April offers a valuable caution against "basing our conclusions on 'same' words here and there", but as I mentioned in the session in response, this is why we should also look at patterns of agreement and disagreement, tracing parallels in structure, order, theme, motif and imagery as well as the more minor parallels in wording. My own caution in this area, previously expressed in discussions of the Synoptic Problem, and especially of the Minor Agreements, is that one should be wary of appealing to conjectural emendation as a means of resisting texts that are difficult for one's theory, not least given the fact that absent textual evidence is as likely to have caused further problems for one's preferred theory as it is to have provided solutions.
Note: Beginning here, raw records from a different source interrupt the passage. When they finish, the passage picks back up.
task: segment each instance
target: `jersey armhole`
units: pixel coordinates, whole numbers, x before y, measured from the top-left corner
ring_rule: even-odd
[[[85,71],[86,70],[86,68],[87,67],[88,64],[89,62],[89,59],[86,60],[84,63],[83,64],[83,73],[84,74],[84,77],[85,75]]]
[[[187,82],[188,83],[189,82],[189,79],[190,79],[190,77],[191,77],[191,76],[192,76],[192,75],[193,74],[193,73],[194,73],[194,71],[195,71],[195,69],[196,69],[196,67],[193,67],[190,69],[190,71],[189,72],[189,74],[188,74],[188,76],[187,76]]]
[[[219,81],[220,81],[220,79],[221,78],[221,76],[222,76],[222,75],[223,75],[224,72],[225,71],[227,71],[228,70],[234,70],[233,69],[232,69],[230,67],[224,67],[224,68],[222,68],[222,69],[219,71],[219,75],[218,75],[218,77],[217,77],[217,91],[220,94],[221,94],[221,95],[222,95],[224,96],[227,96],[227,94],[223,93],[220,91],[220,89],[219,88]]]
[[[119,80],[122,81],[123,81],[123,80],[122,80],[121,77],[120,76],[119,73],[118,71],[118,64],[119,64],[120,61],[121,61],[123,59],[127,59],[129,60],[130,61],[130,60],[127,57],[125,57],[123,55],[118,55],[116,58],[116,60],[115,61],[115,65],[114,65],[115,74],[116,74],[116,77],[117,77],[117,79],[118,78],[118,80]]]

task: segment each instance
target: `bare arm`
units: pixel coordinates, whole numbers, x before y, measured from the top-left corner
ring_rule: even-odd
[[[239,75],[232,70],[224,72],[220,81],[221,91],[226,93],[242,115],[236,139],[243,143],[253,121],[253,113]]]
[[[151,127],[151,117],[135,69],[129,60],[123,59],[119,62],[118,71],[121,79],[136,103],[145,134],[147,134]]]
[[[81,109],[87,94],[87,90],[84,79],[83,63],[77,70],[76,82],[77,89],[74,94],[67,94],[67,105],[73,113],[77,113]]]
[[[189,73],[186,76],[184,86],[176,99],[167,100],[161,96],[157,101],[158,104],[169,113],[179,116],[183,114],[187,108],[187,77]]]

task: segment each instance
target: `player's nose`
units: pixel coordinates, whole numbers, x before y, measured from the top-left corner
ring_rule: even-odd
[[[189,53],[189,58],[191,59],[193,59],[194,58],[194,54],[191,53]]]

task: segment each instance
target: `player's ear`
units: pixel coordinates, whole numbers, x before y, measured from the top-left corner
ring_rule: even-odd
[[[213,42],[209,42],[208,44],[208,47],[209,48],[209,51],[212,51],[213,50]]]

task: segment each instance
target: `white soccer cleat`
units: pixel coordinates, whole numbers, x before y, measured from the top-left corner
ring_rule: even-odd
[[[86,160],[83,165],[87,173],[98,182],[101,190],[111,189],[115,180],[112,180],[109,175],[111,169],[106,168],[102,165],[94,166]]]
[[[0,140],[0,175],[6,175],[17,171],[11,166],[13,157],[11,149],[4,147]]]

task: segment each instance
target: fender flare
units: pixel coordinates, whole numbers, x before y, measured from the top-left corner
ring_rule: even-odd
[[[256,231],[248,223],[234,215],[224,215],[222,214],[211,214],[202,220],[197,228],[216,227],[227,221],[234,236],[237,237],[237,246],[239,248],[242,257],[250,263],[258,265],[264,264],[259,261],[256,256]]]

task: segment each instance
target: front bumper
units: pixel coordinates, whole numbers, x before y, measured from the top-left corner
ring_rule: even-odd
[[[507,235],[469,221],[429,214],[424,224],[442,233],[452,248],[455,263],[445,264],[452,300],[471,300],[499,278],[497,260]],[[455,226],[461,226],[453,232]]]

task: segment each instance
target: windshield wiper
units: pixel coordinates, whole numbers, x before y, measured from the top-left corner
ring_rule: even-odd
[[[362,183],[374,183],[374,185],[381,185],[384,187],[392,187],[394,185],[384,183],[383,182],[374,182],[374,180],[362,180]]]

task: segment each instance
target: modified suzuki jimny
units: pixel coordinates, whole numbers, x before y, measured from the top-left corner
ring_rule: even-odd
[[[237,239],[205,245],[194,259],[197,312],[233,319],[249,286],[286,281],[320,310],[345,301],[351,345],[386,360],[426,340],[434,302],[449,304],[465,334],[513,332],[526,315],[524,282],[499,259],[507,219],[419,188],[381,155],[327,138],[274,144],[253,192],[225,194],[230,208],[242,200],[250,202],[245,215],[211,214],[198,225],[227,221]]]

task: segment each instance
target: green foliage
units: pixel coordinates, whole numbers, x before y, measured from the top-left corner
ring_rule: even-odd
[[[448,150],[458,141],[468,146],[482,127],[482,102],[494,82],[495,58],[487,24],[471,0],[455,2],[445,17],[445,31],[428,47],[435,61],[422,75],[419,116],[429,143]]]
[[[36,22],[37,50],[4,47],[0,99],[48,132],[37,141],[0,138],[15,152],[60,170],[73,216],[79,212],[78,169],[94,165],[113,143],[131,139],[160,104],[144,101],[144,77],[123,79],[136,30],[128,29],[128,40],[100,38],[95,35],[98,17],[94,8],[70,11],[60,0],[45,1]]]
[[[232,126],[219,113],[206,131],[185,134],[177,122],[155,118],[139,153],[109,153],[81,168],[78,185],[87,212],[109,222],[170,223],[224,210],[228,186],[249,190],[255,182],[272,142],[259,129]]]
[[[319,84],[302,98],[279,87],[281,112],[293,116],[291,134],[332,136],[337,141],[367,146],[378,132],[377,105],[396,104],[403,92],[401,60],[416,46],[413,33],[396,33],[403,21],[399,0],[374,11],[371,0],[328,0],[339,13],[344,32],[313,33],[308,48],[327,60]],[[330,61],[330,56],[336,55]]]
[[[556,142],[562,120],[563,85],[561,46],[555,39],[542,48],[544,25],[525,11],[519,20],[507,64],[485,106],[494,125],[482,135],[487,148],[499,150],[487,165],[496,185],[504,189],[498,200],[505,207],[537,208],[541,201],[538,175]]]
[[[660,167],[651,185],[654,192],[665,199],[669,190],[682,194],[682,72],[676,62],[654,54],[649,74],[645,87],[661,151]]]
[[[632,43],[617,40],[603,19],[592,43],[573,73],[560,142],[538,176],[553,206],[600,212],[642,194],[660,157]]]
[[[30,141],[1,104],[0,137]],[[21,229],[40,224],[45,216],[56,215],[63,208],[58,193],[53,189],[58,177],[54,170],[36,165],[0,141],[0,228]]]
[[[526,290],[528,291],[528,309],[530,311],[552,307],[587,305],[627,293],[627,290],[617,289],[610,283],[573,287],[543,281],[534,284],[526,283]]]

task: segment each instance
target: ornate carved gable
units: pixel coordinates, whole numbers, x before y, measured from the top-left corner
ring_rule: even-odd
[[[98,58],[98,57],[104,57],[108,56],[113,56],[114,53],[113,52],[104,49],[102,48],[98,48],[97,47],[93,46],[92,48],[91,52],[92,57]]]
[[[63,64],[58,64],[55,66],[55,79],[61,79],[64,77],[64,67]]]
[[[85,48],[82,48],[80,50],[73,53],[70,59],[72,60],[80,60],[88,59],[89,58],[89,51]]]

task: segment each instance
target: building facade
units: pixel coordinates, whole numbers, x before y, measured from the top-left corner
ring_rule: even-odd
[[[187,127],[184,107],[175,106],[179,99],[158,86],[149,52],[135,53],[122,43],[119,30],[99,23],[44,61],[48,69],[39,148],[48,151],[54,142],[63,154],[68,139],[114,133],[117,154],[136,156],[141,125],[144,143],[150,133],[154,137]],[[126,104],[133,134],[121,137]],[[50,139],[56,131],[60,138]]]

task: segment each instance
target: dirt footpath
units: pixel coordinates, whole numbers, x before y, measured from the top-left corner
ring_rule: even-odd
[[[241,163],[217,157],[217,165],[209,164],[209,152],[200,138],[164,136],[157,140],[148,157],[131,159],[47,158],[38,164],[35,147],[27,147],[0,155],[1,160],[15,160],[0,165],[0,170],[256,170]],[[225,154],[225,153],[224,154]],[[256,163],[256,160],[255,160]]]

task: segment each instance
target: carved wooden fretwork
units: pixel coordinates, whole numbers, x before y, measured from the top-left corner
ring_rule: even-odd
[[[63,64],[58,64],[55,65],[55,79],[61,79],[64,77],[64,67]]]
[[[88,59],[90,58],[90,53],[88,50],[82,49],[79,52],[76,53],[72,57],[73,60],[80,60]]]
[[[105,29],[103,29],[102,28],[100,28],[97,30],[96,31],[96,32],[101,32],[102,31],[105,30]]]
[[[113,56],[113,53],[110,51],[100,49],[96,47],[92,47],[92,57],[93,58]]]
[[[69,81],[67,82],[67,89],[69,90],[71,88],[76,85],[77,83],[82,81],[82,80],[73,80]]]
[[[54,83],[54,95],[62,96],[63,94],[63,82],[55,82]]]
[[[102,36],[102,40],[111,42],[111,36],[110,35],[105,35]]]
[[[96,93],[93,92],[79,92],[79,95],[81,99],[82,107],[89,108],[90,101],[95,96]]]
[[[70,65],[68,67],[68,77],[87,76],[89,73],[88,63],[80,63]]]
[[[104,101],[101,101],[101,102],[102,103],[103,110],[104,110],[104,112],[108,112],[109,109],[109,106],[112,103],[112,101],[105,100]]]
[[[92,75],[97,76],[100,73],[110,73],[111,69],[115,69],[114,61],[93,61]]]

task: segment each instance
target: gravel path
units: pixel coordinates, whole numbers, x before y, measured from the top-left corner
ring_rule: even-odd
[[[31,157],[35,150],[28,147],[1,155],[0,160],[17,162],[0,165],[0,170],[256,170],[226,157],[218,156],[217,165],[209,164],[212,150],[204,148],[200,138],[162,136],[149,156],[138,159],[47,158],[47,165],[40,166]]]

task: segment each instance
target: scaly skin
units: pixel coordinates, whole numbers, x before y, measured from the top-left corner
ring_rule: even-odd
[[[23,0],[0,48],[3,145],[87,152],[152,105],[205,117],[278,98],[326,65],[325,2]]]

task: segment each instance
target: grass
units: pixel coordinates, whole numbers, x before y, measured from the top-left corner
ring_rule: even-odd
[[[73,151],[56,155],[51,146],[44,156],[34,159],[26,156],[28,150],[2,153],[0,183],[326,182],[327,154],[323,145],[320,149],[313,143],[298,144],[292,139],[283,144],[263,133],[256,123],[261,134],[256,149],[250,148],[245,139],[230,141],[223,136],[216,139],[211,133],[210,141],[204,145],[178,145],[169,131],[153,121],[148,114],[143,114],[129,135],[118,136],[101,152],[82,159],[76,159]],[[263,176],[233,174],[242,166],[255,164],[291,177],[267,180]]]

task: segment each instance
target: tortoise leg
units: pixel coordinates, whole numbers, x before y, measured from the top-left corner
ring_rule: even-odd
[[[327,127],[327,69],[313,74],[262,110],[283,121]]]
(3)-(4): I will take these together since they are closely related. I sympathize with the desire for memory experiments but I am highly sceptical of our ability to recreate the necessary conditions for providing useful information on the way that memory worked in the first century. As I mentioned in the session, one of my favourite television programmes is Doctor Who, and in a recent episode, the doctor and Donna went to Pompei in 79. I would have loved to have joined them and to conduct some experiments there. But as I also mentioned in the session, there are indeed useful experiments that we can do, using the texts that we have. As some of my readers will know, I have been an advocate for developing tests on Synoptic (and other related) theories with a view to seeing whether they work or not. Given our current state of knowledge, and tools available, serious work on the ancient texts we have is preferable to experiments on our contemporaries.

1 comment:

Anonymous said...

We can study medicine, clothing, religion, language, law, nutrition, and architecture of the first century (and countless other disciplines). Why not also memory?

Does the cognition and psychology literature suggest that memory functions differently among cultures, and classes today, or has changed over the last few centuries?

If not then there is no problem, we can assume it functioned similarly a mere 2000 yrs ago. If so then we can model the conditions of the first century as best we can in terms of cultural influences, literacy, use of oral and written media, etc and use that as an approximation.

The model will, as models do, evolve over time as research and methods improve. But I should think it would be useful. Not quite as useful as the Tardis, but more useful than guessing or asserting how memory worked without the research to back it up.